Zakaria Boualem s'est souvent demandé comment est-ce qu'on devenait vieux. Est-ce que c'est un truc progressif ou subit ? ça vient avec le statut de parent ou c'est génétique ? Naît-on vieux ? Il a obtenu un début de réponse ce week-end, juste en bas de chez lui. En observant une bande d'adolescents se trémousser étrangement sur la sonnerie d'un téléphone portable, il a compris qu'il était passé de l'autre côté. Renseignement pris, ces ados se sont avérés être des fans de tecktonik. À ce titre, ils se réunissent où ils peuvent pour danser la tecktonik, justement. Auparavant, ils prennent le soin de se vêtir en conformité avec les usages de ce mouvement, que l'on peut décrire succinctement ainsi : jeans ultra-serré, baskets 70's, crête sur la tête et quelques aigles germaniques (on reste poli) un peu partout. Le tout donne une impression étrange de nouveauté et de déjà vu. Parce que la coupe, on la connaissait déjà : les footballeurs allemands l'avaient déjà érigée en modèle dans les années 80. Remember Klaus Augenthaler et Pierre Littbarski et la Bundesliga sur la RTM. Les jeans, ce sont les mêmes que ceux des Ramones, et la musique du portable, c'est un peu la bande originale de Pacman. Parlons de la danse.

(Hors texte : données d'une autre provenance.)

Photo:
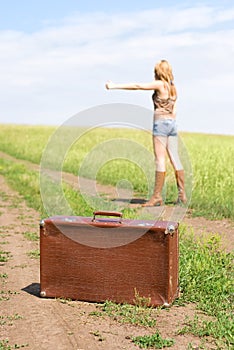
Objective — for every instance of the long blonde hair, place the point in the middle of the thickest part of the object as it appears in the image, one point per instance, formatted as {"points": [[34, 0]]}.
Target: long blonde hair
{"points": [[163, 71]]}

Elle rappelle vaguement les gesticulations du poulet en phase terminale, lorsque la tête a été coupée et qu'il se prépare à l'idée de conclure son destin entouré de frites. À la vue de cette étrange gesticulation, Zakaria Boualem a aussitôt compris le sens du mot “génération”. Jusque-là, il avait toujours trouvé ce concept un peu fumeux, un truc de journalistes
qui ont du mal a trouver un titre. C'est vrai, quoi, les gens font des bébés en continu, ils n'attendent pas quinze ou vingt ans pour produire un paquet qu'on appellera plus tard “une génération”. Mais là, en regardant les fans de tecktonik, c'est devenu clair. Ces jeunes ont une autre culture, d'autres codes, ils ne ressemblent pas à Zakaria Boualem, et c'est sans doute ce qui fait d’eux “une nouvelle génération”. Il a commencé par se moquer d'eux. Dans sa tête, tout y est passé : “C'est pas de la musique, c'est pas un look, c'est pas une danse”. Puis, il s'est rendu compte qu'il répétait mot pour mot ce qu'il avait entendu dans sa jeunesse à lui, lorsque le rap est arrivé à Guercif vers 1994. Oui, je sais, le rap est né au moins vingt ans avant, mais bon, on parle de Guercif, là, pas de Brooklyn. Donc il s'est un peu ressaisi et a adopté l'attitude neutre et bienveillante du Haj en fin de carrière. Concrètement, ça donne un discours du style : “Bon, si ça les amuse, pourquoi pas, ça fait pas de mal… Chacun son trip”. Accompagné de la douloureuse constatation suivante : “Je suis devenu vieux”.

Et ça, franchement, ça lui a fait un peu mal, et je vais vous dire pourquoi. Merci, c'est gentil, vous entends-je répliquer, un peu las. Parce que Zakaria Boualem a toujours trouvé que les Marocains étaient déjà vieux jeunes. Qu'ils se mettaient à parler comme des (grands) parents dès la fin de l'enfance. Qu'ils adoptaient très rapidement des discours d'adultes blasés. Combien de fois s'est-il écharpé avec des potes à lui, qui lui expliquaient que leur rêve à eux, c'était de vivre avec une femme mouhtarama, dans un appartement mouhtarame, un salaire et un bureau mouhtarame et si possible une Palio. C'est probablement le destin de chacun, mais ce n'est pas une raison pour en faire un objectif. Cette passion du mouhtarame, ce goût du statut - la vraie drogue dure des Marocains, rappelons-le - lui a toujours fait horreur. Et la seule idée qu'il puisse se retrouver à partager ce discours le rend malade. Alors ces gamins, tecktonik ou pas, qui volent un instant de bonheur et de rébellion à leur destin, eh ben, finalement, ça lui remonte le moral. Zakaria Boualem vieillit donc, mais plutôt bien, finalement.